We looked at the dyad2.nii.gz file and it looked globally the same. But the 
histograms are slightly
> different and substracting the images is (obvisously) not on the whole image. I guess this is more
a question to the FSL mailing list, isn't it?

Yes, this is a question that is best directed to the devs of FSL.

In the patch I sent earlier today I commented out the line at the origin of the 
zero padding warning.
> In the bedpostx_gpu file (and hence in the "monitor" file created by the latter), in the "check" > routine, the parameters $FSLDIR and $part are not passed. So the program is looking for /bin/zeropad
instead of $FSLDIR/bin/zeropad. Anyway the variable partzp does not seem to be used by 
"monitor"
> so I commented it out.

I'll have to take a closer look, but $FSLDIR is an environmental variable, so it should be available. If not, then there's a bug/problem somewhere.

And about Optimus, it seems that nvidia does not develop for linux

Correct. They do not develop Optimus for Linux, hence why the bumblebee project exists.
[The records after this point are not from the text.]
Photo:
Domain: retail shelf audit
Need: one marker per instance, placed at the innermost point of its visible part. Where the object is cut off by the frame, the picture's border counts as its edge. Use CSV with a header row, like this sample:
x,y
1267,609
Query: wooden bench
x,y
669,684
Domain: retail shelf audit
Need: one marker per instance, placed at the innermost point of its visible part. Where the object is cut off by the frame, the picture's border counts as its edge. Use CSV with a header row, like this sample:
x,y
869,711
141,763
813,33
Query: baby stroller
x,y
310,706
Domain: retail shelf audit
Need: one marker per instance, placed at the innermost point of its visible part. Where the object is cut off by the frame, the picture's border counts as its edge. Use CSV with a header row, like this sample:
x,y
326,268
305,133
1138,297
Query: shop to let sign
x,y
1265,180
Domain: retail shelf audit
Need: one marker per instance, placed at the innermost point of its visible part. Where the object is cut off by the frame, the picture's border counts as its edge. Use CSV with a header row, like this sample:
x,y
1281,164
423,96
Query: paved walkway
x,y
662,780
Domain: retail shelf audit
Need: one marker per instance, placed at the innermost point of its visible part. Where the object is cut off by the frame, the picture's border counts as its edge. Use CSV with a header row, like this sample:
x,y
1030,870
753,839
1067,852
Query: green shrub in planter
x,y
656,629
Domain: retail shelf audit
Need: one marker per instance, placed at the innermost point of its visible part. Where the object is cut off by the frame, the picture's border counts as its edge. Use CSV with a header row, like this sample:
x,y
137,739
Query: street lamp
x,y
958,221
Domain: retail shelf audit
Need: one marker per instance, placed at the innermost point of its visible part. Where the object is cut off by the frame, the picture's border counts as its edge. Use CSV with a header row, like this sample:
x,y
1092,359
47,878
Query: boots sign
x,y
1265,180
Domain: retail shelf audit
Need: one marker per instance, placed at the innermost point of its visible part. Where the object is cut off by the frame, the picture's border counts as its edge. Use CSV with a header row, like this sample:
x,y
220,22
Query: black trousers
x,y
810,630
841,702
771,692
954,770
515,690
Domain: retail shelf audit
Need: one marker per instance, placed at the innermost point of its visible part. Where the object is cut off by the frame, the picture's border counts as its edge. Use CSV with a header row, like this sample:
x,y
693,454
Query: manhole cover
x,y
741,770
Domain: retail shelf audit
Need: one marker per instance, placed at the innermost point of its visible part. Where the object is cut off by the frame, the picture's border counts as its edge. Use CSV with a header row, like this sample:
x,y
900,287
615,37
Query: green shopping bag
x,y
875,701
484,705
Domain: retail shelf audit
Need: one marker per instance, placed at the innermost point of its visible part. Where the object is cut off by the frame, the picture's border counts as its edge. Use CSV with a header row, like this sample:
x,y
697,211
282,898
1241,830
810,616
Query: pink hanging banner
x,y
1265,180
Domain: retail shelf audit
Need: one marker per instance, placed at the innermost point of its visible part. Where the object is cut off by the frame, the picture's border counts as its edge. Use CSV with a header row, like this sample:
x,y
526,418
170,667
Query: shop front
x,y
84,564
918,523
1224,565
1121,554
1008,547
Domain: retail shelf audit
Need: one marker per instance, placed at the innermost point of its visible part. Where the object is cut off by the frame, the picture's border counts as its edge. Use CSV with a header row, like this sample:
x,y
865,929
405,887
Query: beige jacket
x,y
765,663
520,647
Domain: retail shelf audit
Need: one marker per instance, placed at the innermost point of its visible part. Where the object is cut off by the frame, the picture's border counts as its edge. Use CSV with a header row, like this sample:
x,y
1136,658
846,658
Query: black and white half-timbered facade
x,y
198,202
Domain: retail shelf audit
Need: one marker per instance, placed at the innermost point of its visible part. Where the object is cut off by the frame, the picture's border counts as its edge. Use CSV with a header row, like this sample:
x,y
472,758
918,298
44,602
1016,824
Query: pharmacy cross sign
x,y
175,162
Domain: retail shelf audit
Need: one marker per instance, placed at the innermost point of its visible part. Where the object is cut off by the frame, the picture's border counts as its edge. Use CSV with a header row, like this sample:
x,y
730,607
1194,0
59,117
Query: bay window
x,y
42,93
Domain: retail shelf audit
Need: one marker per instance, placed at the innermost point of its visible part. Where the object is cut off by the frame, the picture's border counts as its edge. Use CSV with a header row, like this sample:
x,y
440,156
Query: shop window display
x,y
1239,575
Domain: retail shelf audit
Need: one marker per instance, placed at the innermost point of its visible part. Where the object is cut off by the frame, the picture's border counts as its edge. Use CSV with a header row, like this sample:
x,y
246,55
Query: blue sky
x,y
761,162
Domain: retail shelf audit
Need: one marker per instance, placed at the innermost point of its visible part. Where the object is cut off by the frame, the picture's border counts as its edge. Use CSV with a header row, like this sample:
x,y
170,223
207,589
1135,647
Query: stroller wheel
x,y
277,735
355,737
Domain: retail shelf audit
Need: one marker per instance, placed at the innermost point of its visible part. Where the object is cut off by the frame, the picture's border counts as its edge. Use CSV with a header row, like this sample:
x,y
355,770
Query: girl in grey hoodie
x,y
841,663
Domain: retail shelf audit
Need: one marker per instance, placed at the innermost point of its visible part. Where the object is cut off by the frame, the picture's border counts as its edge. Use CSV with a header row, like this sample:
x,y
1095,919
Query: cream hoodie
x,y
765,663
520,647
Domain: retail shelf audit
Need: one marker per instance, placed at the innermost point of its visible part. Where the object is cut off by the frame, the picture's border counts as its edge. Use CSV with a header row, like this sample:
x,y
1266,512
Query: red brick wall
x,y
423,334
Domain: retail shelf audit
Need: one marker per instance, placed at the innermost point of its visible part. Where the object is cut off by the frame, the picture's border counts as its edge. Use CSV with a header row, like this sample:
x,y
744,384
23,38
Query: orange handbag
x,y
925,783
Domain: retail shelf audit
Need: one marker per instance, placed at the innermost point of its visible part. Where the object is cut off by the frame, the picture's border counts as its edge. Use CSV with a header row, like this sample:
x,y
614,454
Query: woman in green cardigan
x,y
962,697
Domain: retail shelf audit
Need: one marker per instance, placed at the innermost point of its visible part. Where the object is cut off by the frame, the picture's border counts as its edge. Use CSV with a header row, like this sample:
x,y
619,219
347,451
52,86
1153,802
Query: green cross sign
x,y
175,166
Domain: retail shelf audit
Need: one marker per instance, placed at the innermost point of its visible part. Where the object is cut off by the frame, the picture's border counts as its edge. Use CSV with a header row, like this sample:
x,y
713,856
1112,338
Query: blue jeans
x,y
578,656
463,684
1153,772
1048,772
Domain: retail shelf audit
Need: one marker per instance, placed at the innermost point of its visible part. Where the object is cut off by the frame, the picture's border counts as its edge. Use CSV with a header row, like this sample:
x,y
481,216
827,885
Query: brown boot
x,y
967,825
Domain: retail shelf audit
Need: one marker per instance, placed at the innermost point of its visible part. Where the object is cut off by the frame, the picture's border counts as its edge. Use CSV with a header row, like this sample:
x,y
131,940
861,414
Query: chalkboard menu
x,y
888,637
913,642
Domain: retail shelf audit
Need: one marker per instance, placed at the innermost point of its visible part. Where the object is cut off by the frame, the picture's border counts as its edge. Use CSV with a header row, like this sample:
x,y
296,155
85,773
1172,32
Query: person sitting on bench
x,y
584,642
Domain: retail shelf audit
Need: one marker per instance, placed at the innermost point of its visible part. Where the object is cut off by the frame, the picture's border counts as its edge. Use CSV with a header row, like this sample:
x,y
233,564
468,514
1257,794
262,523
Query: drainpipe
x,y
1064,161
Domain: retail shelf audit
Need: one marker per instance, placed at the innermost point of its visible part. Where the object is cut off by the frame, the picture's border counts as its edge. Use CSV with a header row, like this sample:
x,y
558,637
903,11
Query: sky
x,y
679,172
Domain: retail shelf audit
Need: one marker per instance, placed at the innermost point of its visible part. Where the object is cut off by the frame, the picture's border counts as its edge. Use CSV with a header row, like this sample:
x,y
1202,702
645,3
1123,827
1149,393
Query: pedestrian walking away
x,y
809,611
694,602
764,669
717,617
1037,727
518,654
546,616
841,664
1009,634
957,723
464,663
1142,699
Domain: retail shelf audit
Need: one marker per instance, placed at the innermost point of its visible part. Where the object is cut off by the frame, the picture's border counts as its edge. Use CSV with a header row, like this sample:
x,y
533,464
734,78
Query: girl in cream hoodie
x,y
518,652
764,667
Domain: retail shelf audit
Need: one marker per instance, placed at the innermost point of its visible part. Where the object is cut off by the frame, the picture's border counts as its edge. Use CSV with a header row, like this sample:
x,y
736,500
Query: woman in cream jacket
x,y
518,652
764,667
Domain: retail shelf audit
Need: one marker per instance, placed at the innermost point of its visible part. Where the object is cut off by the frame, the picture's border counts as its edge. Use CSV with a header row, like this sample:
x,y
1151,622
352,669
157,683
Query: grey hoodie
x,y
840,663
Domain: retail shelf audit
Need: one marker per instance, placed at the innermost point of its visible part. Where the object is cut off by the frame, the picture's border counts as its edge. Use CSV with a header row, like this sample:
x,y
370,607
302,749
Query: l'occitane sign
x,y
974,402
Nvidia has been less-than-forthcoming with specs/documentation for the open source community.

so the recommended settings for cuda by NVIDIA are the nvidia driver (you see 
an nvidia screen before login at boot).

Yes. Optimus has little to do with CUDA, so using the official nvidia driver is best for CUDA.

Then when I run samples from the SDK it runs on GPU without issues on gdm. I 
can use the mouse, play
around with windows. But that works only with the following bios settings
("Discrete Graphics" and
not "Integrated Graphics" nor "Optimus"). But maybe is also dependent on the 
laptop?

It might be dependent on the laptop, but it really sounds like you're using the nvidia GPU for both display and CUDA. Perhaps CUDA routines can run on a GPU also used for a display but not non-CUDA computations.

In any case, it's working, and that's what matters.

I'll probably contact you soon for the other gpu routines in fsl.